Saturday, February 13, 2016

Modeling Order Lifecycles with Graphs

Problem

The stock market is a large, complex system, which, due to its size and complexity, is difficult to visualize in meaningful ways: data is either too numerous to be useful or the data is portrayed in ways that only experts can decipher, e.g.: as spreadsheets.

What if this?

What if it were possible to trace the lifecycle of an order, from when the buy or the sell was placed to the execution at the exchange?

Nice dream, and, for over 90% of order lifecycles, entirely feasible: most trades from start to finish have a total of four transactions:

1. Order placed by the individual
2. Order consolidated by brokerage firm
3. (meta)Order placed at the exchange
4. Order executed

Simple.

What's so hard about that?

Two things:

1. One (simple) order is easy to tackle, but exchange data comes at the rate of 6 billion transactions per day. How do we handle the sheer volume of data what would cause most databases to falter on just one day's worth of data?

2. Some orders are not so simple. With computer trading, the order lifecycle can contain over 1 billion transactions for just one order as the computers track the volatile price of a security through its ups and downs with continuously placing and cancelling orders until the exact price is matched to the exact amount that maximizes profitability for the person or corporation making the trade.

Solution

What are we doing to address these database-killing concerns?

Nothing. HA!

No, really, that's our solution.

Up to this point solutions to the stock market-problem have been focussed around capturing these transactions and then, once captured, being able to reassemble the trade in a meaningful way and in a timely fashion. Now, thanks to FINRA's novel approach of capturing these data, half the problem is solved: storing these data is feasible, and retrieving these data is fast.

Good show.

But, its representation?

Up to now, orders have been reassembled as rows in spreadsheets. This representation is a problem, however: it tacitly views an order as a straight-line progression from start to finish.
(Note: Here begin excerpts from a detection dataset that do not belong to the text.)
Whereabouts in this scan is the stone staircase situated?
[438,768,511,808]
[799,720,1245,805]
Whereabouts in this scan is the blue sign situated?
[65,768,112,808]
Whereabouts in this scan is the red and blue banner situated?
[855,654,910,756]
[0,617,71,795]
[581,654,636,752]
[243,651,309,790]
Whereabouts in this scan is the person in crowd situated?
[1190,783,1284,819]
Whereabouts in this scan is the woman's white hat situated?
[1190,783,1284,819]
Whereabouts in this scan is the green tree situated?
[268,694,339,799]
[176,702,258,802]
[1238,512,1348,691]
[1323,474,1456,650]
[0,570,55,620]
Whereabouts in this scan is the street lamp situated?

For the most part, that is: for the vast majority of trades, this is not a 'problem' at all, as the order lifecycle for most trades is indeed linear: the order is placed, the order is consolidated, then the order is executed.

But, for the more complex cases, that is: the more interesting trades, the order lifecycle can contain mid-stream additions, subtractions, and joins between brokerage houses with other orders, and this complexity makes the idea for these orders are linear, or even a tree, a fallacy: there is no single origin, and, in these cases, an order can be distributed over multiple executions, so there is no single conclusion.

This is not linear, nor is this structure a tree: multiple origins and exits are best represented by a graph, not the straight line of rows in a spreadsheet tabled-representation.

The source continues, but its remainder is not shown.